Hampton Machine Tool – Case Write-Up

(To be answered in the Case Write-up) Include your solutions!

 

  1. Why can’t a profitable company like Hampton repay its Bank Loan on time and why does it need more bank financing?

 

  1. What major developments between November 1978 and August 1979 contributed to this situation?

 

  1. Based on the information in the Case, prepare a projected Cash Budget for the four months September 1979 to December 1979, and a projected Income Statement for the same period and Pro Forma Balance Sheet for December 31, 1979

 

  1. Critically evaluate the assumptions on which your forecasts are based. What developments could alter the results? Is Mr. Cowins correct in his belief that Hampton can repay its loan in December?

 

  1. What action should Mr.

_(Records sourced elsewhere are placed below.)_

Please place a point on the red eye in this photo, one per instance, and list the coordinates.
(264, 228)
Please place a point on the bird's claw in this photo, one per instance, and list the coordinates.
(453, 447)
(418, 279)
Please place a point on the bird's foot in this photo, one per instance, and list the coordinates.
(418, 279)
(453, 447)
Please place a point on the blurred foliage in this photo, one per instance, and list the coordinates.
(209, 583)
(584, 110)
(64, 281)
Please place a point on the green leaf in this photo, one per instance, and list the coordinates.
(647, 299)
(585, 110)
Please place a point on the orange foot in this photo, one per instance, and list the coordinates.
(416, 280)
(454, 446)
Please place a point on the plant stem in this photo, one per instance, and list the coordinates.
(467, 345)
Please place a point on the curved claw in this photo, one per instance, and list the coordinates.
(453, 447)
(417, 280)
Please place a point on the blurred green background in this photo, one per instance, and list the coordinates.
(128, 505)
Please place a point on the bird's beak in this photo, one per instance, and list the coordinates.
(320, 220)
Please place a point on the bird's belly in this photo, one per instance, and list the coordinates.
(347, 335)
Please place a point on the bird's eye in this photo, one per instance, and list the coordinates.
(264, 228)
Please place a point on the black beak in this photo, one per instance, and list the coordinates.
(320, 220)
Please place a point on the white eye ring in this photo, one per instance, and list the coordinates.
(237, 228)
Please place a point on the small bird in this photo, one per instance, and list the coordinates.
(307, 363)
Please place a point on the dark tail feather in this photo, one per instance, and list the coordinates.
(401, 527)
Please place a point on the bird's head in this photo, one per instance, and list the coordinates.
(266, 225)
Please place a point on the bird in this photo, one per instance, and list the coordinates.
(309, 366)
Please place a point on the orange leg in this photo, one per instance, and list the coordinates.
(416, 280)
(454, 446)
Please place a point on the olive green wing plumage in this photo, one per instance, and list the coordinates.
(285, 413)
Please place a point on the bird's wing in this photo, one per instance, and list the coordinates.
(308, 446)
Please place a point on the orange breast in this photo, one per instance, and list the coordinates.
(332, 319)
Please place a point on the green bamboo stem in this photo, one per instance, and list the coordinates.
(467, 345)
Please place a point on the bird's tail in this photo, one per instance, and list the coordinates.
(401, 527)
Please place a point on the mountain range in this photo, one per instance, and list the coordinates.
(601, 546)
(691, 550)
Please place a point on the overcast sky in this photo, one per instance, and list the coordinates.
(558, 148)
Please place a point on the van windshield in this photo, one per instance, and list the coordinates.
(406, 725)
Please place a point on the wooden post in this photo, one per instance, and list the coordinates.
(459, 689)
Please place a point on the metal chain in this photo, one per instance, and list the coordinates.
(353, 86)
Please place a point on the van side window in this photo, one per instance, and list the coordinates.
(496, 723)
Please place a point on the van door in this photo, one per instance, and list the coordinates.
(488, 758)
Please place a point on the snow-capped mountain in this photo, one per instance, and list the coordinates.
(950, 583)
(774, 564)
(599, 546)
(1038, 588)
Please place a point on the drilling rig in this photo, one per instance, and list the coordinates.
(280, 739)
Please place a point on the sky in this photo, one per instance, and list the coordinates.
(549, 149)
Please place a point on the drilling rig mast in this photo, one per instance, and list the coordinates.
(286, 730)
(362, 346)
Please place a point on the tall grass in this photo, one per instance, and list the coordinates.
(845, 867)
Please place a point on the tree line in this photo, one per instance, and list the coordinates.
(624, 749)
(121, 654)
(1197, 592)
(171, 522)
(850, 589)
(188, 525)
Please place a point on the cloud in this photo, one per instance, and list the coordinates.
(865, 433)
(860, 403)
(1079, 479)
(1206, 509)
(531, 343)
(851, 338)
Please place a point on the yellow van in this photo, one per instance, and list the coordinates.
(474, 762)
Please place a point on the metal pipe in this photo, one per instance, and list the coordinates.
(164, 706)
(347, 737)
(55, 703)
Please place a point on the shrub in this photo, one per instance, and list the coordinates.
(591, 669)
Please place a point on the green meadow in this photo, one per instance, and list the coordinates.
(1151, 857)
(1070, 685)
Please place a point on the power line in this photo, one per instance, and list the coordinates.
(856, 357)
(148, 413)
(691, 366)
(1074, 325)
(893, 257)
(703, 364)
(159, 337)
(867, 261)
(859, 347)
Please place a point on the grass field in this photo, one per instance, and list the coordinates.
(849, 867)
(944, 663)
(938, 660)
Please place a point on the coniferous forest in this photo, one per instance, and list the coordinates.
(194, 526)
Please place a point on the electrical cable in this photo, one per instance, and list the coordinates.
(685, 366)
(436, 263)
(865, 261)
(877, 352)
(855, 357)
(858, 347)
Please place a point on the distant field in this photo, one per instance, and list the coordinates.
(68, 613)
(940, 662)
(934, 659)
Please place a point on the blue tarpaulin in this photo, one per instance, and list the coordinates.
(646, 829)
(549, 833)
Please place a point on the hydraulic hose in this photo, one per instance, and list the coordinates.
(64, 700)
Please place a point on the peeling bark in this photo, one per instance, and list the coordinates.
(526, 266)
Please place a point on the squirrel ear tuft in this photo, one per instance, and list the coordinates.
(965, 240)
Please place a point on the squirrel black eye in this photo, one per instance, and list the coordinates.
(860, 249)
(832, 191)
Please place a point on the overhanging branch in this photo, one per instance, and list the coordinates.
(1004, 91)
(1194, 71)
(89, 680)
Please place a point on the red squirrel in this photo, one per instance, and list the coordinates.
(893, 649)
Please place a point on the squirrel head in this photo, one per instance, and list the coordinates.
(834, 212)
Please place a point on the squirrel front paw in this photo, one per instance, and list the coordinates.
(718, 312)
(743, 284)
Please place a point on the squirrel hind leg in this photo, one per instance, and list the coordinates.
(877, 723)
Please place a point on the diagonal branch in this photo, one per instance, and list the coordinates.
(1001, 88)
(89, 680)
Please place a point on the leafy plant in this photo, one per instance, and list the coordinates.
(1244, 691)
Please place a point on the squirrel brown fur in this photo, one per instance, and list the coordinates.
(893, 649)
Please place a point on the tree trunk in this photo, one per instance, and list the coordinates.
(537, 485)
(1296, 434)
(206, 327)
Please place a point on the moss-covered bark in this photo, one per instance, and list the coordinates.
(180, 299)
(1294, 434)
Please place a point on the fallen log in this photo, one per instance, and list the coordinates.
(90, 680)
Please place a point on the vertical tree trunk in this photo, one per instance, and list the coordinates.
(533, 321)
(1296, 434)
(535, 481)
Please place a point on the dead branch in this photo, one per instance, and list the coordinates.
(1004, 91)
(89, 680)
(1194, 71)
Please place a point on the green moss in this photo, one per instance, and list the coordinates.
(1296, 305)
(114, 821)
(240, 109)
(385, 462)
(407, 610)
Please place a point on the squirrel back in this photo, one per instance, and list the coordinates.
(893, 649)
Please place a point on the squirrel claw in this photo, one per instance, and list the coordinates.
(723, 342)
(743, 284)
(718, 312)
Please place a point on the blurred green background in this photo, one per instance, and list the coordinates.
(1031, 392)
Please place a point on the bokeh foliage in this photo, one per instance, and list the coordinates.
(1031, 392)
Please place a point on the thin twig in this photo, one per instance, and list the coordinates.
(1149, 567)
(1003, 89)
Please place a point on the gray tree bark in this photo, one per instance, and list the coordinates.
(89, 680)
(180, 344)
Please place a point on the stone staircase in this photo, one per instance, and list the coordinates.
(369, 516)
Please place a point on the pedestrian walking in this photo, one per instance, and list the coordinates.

Eckwood take on Mr. Cowins’ loan request? What are the major risks associated with the proposed loan? What other alternatives does Mr. Eckwood have, and what are the pros and cons?

 

  1. Critically assess Hampton’s dividend policy. Do you agree with Mr. Cowins’ proposal to pay a substantial dividend in December?

 

  1. Why did Hampton repurchase a substantial percentage of its outstanding Common Stock? What is the impact of this repurchase on Hampton’s financial performance?